My desire to come write here again after a long break always begins with being annoyed. It’s something like trying to locate that hair inside your mouth. You absolutely can’t go on with your day until you get it, but no matter how much you fish around and gag and curse, it remains elusive. Ditto this experience. I can’t just sit down to write. First I have to torture myself with indecision about the topic I most want to discuss. Then I will finally sit down to write, but instead I will stare for half an hour at my list of half-finished posts (of which I always have between 15 & 20, it’s just how I keep track of interesting subjects), at which point I’ll have either run out of time or become so disgusted with myself that I rage-slam the laptop shut and go find something yummy from the pantry to soothe my aggravation.
But not today! Today, I finally have a chunk of time. I thought this hour was going to be filled with finishing a project for my microbiology class (my last nursing prerequisite, yay!), but because I ended up completing that task yesterday evening during the girls’ group violin class, I have a glorious unmarked hour in which to blab some things I’ve been pondering lately.
My quest to write this post started with this Instagram caption by Amanda Palmer:
amandapalmer: i carried the child for six hours on a big jet plane to the other side of the country, where he is going to spend the next few weeks meeting his extended west coast tribe. i am not working here. it is hard. when I delve into despair, remind me that it is fine that i’m not working or touring and that i am a fucking new mother who is allowed to take six months off to nurse and cuddle a baby. my good friend @andrewoneillcomedy once told me something about our mutual hero Henry Rollins. Henry, he said, takes an inhale year (reading, learning, traveling, absorbing) and then an exhale year (touring, working, speaking, art-assaulting). if I ask you, remind me. this is an inhale year. this is an inhale year. over and out.

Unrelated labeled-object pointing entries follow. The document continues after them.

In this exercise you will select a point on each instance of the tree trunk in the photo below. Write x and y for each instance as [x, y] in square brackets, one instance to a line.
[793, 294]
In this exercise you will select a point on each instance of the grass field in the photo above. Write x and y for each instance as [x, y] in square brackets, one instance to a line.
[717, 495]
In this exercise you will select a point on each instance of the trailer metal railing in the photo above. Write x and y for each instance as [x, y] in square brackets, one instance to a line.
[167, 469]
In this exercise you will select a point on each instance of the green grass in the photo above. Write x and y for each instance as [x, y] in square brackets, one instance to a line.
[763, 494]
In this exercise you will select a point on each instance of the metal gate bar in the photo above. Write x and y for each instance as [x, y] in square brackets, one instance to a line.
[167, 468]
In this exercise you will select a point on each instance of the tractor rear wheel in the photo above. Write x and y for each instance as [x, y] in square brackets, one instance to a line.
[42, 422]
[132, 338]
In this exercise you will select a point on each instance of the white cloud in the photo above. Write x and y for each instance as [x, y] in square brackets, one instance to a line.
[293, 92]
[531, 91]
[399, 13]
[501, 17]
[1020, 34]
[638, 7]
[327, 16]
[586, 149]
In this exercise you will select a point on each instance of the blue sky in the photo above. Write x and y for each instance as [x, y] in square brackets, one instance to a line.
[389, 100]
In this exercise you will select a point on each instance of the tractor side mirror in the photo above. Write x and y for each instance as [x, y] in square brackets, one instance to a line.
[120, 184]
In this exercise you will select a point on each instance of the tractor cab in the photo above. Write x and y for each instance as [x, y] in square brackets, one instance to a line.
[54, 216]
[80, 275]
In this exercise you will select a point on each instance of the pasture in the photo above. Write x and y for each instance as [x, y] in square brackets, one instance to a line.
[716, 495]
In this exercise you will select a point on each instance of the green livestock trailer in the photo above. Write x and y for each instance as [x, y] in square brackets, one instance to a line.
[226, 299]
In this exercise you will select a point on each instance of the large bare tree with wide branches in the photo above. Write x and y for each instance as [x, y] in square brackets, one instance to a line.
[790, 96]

Inhale years and exhale years. What a cool concept, right? Henry Rollins! Who knew. A few weeks after reading that quote and pondering it, I read this post by my friend Kristen about her word for the year and immediately knew mine would be Exhale. If I had to give an official start to my exhale ‘year’ (thank goodness I don’t), it would probably be November 16th, the day I started my job.
But before I tell you about the job, first I want to back up and tell a quick story about how weird and small the world is. The first mom I met when I introduced myself to other parents in Vivi’s class was our neighbor (I’ll call her “Sue”) who lives in the house behind ours. Sue’s daughter and Vivi hit it off right away and are now best beds, and as fate would have it, Sue’s career is in public health, so we hit it off too (I would say, “What are the odds?” but this is Decatur, Georgia. Between CDC and Emory University, it’s the public health capital of the world).
A month after I met Sue, she started a new job at the Task Force for Global Health, a nonprofit under Emory’s umbrella that is focused on eradicating diseases of poverty. When I would ask her for updates, Sue always told me how swamped she was and how she wished they would hire extra project management help temporarily. That general complaint became more focused as the weeks went on into how they should hire ME temporarily. She knew I didn’t want to work full time, certainly not in a permanent position, but she twisted my arm to apply for the job. And even though I told them I only wanted to work 30 hours a week, they hired me!
It’s been great being back in the working world. My house is a mess, but no one cares but me and Nate, so I can handle that. I won’t underestimate the kids’ sadness at not having Mommy give them her undivided attention full time, but to be honest, I needed a bit of a break so that I could appreciate how much I really enjoy taking care of them. And I do miss knowing as much as I used to about all the little minutiae of their days. It’s not like I can’t still ask them questions, but much more often these days I’m too tired to make dinner, let alone grill my kids about their social activities and composition of that day’s cafeteria lunch. For example, tonight’s dinner is comprised of spaghetti-o’s (might I add that they are leftover spaghetti-o’s?) and dried pears. Yum!
After the inhale year of getting ready for the move, the move, and recovering from the move, I am looking forward to doing some exhaling. I hope lots of that will happen here. And I hope there’s still at least one human out there listening! I promise I will try to listen as much as I talk. Even though I’m exhaling, I can still inhale too.